Las organizaciones de derechos humanos han apostado desde hace años por una memoria que contrarreste la impunidad. El sacerdote jesuita Javier Giraldo ha dedicado su vida a documentar minuciosamente los asesinatos y masacres que han ocurrido en Urabá, Trujillo y otras regiones, en un banco de datos que será quizá la base de partida para cualquier proceso de verdad en el país. Pero la memoria no se agota en las demandas de justicia, porque esta, al fin y al cabo, juzga a las personas y sus actos. “Todo castigo es memoria”, dice Iván Orozco, uno de los miembros del Grupo de Memoria Histórica. Así mismo, la impunidad es el más brutal acto de desdén y olvido. Pero es del ámbito de la política entender los contextos y explicarlos. Por eso, la batalla por la memoria es un debate político y no solo jurídico o académico.
Por esa razón, en esta creciente corriente de reivindicación de la memoria se está construyendo de facto una ética del testigo y el sobreviviente. Es necesario que esta se convierta en un programa político, para que sea realmente una memoria ejemplarizante que no solo se ancle en el sufrimiento pasado. La iniciativa ya la han tomado algunas alcaldías, como las de Bogotá y Medellín, que están construyendo sendos centros de memoria del conflicto, de gran envergadura e impacto social.

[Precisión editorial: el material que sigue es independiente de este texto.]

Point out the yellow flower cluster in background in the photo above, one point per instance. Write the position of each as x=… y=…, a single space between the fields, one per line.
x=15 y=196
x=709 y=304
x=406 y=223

Convertir la memoria en política implica, por ejemplo, que el campo educativo se aboque a la tarea de que las nuevas generaciones comprendan el pasado reciente. Que se abran y conozcan los archivos secretos pero cruciales de los diferentes organismos de inteligencia y que se desclasifiquen, como se ha venido debatiendo en los últimos días. Que el Estado reconozca que normas como las que legalizaron las autodefensas en el pasado fueron nefastas e incentivaron la violencia.Y que los diferentes actores de la política que estuvieron en la guerra reciban sanciones sociales ejemplarizantes, para desterrar la práctica de obtener poder o territorio a través de la violencia. La memoria implica afrontar las reformas que sean necesarias para resarcir los desastres de la guerra. La restitución de tierras es un ejemplo de cómo la memoria se convierte en un hecho concreto para cambiar la vida de la gente que ha vivido en el conflicto y empezar a construir un país más civilizado.
También es definitivo que las víctimas encuentren en el espacio público el reconocimiento que durante tanto tiempo les ha sido negado. Hace casi 30 años, el general Fernando Landazábal Reyes dijo que el país tenía que aprender a escuchar a sus generales. Y en realidad, lo ha hecho. Ahora, Colombia tiene que aprender a escuchar a sus víctimas y a otorgarles como reparación el reconocimiento a la injusticia que ha significado su sufrimiento. En ese sentido, el periodismo y el arte son vitales.
Porque así como miles de victimarios hicieron y deshicieron por años, la indiferencia de la mayoría contribuyó a que la escala de maldad que ha habido en la guerra nos haya convertido en lo que somos hoy: un país desangrado. Un país que en menos de medio siglo, quizá por no conocerla, ha repetido su historia.